Mondiali, Dzeko gela le polemiche su Dimarco: "L'Italia ha qualità, ma i Totti e i Del Piero erano un'altra cosa"

Il capitano della Bosnia e il ct Barbarez caricano l'ambiente alla vigilia dello spareggio decisivo di Zenica contro gli azzurri: "Siamo pronti a tutto, servirà coraggio e un pizzico di fortuna".

(Prima Notizia 24)
Lunedì 30 Marzo 2026
Roma - 30 mar 2026 (Prima Notizia 24)

Il capitano della Bosnia e il ct Barbarez caricano l'ambiente alla vigilia dello spareggio decisivo di Zenica contro gli azzurri: "Siamo pronti a tutto, servirà coraggio e un pizzico di fortuna".

Edin Dzeko sceglie la via del pragmatismo e butta acqua sul fuoco alla vigilia della sfida da dentro o fuori fra la sua Bosnia e l'Italia a Zenica, match che mette in palio l'accesso ai prossimi Mondiali.

Il capitano bosniaco ha voluto chiudere definitivamente il caso nato dopo il video in cui alcuni azzurri esultavano per il successo della Bosnia in Galles, precisando che per lui non esiste alcun caso diplomatico.

“L’esultanza di Dimarco? Abbiamo visto tutto quello che è successo, per me è una cosa normalissima, tutti noi abbiamo le preferenze, la mia era quella di non giocare contro l’Italia, è anche normale” ha dichiarato l'ex attaccante di Roma e Inter, minimizzando l'accaduto nonostante il clamore mediatico delle ultime ore.

Secondo l'attaccante, la questione è stata amplificata eccessivamente dalla cassa di risonanza della rete. “Oggi bisogna essere attenti, oggi coi social diventa tutto una cosa più grande, ma per me non ci sono problemi – taglia corto l’attaccante e capitano della Bosnia – L’Italia non voleva giocare in Galles non so perchè, noi siamo andati lì e abbiamo vinto. Non so perchè l’Italia debba avere paura di Galles o Bosnia, è una nazionale incredibile, hanno vinto quattro Mondiali, se hanno paura di giocare lì qualcosa non funziona”. Dzeko, pur ribadendo il suo profondo legame con il nostro Paese, ha lanciato una stoccata tecnica sul ricambio generazionale della Nazionale di Spalletti. “Io amo il calcio italiano, mi sono trovato benissimo lì, ci ho vissuto quasi nove anni. Cosa manca ora? Mancano i Totti, i Del Piero, questa Italia ha qualità, ma quelli di una volta erano un’altra cosa”.

Sulla stessa lunghezza d'onda il commissario tecnico Sergej Barbarez, che ha sottolineato il peso specifico del match per l'intero Paese. “Ci sono tante emozioni per l’Italia, per loro sarà una partita molto importante, ma se guardiamo alla situazione del nostro Paese direi che forse è molto più importante per noi – sottolinea – Tutti stanno bene dopo la partita contro il Galles, tranne io che ho perso la voce, ma abbiamo avuto tempo di riprenderci, siamo molto felici, vogliamo giocare al massimo”.

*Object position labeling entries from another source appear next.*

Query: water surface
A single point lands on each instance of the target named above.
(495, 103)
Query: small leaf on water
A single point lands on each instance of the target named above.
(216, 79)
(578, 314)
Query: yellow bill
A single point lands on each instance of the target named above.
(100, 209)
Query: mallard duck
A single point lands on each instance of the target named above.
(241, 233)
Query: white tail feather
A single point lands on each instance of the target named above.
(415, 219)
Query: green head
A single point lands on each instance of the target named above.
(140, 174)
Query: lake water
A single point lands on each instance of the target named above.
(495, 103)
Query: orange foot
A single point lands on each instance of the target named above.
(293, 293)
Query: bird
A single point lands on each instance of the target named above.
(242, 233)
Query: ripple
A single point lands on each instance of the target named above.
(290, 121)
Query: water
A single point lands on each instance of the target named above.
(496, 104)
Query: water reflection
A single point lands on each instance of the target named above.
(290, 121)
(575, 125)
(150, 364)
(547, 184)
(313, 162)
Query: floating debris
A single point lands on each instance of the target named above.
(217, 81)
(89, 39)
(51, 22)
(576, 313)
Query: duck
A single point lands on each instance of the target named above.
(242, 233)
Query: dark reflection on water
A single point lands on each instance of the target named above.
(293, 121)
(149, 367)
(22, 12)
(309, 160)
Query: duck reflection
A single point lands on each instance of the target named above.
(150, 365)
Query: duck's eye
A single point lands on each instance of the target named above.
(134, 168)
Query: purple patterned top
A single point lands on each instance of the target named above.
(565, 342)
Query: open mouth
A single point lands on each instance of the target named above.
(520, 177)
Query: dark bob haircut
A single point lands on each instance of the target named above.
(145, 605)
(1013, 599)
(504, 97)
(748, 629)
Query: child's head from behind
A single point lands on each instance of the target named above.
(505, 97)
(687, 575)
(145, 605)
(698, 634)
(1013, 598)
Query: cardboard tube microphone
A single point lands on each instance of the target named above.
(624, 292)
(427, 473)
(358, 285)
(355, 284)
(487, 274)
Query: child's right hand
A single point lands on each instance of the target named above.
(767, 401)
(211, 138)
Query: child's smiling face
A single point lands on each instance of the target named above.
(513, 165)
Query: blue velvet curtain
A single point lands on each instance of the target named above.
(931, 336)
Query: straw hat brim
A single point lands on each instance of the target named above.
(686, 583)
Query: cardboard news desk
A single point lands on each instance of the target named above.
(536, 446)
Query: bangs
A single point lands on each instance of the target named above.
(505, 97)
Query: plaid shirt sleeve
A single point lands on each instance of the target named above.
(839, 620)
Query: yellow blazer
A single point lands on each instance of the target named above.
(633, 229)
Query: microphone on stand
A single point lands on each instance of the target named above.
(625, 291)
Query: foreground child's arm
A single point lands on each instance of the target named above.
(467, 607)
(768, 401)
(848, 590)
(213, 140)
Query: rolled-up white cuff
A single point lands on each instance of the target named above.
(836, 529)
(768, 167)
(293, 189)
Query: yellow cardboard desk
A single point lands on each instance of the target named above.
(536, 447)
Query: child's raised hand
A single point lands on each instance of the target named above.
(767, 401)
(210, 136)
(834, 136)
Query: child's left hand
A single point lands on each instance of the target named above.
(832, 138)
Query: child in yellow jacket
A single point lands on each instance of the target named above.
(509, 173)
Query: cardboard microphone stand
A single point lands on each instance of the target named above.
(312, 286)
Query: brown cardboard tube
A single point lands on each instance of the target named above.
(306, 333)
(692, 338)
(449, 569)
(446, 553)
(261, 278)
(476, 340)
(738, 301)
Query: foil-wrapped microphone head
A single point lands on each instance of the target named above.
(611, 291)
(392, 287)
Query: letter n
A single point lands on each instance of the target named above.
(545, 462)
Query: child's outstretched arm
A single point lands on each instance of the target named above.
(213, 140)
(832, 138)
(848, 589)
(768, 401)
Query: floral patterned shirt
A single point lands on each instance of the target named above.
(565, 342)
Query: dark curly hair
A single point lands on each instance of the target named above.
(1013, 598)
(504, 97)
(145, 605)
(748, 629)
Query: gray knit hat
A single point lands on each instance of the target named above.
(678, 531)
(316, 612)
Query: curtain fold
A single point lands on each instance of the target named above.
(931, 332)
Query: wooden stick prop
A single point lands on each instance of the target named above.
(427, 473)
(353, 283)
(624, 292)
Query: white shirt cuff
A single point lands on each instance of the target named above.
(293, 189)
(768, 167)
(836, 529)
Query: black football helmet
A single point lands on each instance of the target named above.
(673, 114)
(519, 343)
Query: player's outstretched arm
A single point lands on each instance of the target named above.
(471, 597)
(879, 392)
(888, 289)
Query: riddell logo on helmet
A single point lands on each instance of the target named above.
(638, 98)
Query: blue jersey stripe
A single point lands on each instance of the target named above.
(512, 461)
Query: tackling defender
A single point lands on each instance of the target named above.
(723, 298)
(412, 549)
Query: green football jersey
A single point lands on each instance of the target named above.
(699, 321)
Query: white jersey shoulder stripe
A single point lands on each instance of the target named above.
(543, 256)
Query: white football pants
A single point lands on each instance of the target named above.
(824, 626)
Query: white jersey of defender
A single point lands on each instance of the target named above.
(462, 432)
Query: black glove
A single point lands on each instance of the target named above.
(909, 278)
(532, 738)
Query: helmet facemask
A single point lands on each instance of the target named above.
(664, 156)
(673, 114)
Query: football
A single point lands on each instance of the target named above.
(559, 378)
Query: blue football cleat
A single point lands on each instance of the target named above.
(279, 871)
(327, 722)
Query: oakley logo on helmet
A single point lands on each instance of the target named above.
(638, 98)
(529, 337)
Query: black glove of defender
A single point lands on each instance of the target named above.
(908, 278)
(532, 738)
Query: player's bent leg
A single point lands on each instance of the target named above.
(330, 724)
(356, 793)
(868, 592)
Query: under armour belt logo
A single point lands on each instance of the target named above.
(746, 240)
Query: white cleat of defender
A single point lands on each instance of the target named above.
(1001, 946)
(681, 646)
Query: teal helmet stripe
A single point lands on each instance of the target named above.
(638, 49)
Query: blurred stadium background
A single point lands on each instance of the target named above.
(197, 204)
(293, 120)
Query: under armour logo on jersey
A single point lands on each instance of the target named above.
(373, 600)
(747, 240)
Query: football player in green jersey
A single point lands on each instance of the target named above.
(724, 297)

L'allenatore ha poi risposto con ironia a chi chiedeva lumi sull'atteggiamento tattico dei suoi per arginare il talento azzurro. “Il nostro piano? Se segniamo l’1-0 parcheggiamo l’autobus davanti alla porta – sorride Barbarez – A parte gli scherzi, ce la godremo, sono molto felice, abbiamo questo supporto da parte del pubblico, vedremo come andrà la partita. Dobbiamo avere abbastanza coraggio e impegnarci al massimo, dobbiamo fare bene i dettagli, non dobbiamo avere panico, poi bisognerà avere un pò di fortuna e sperare di segnare qualche gol. Dobbiamo essere pronti a tutto”.

La Bosnia si presenta dunque all'appuntamento con il morale alto e la consapevolezza di non aver nulla da perdere contro un'Italia chiamata a dimostrare il proprio valore storico in un campo storicamente ostico.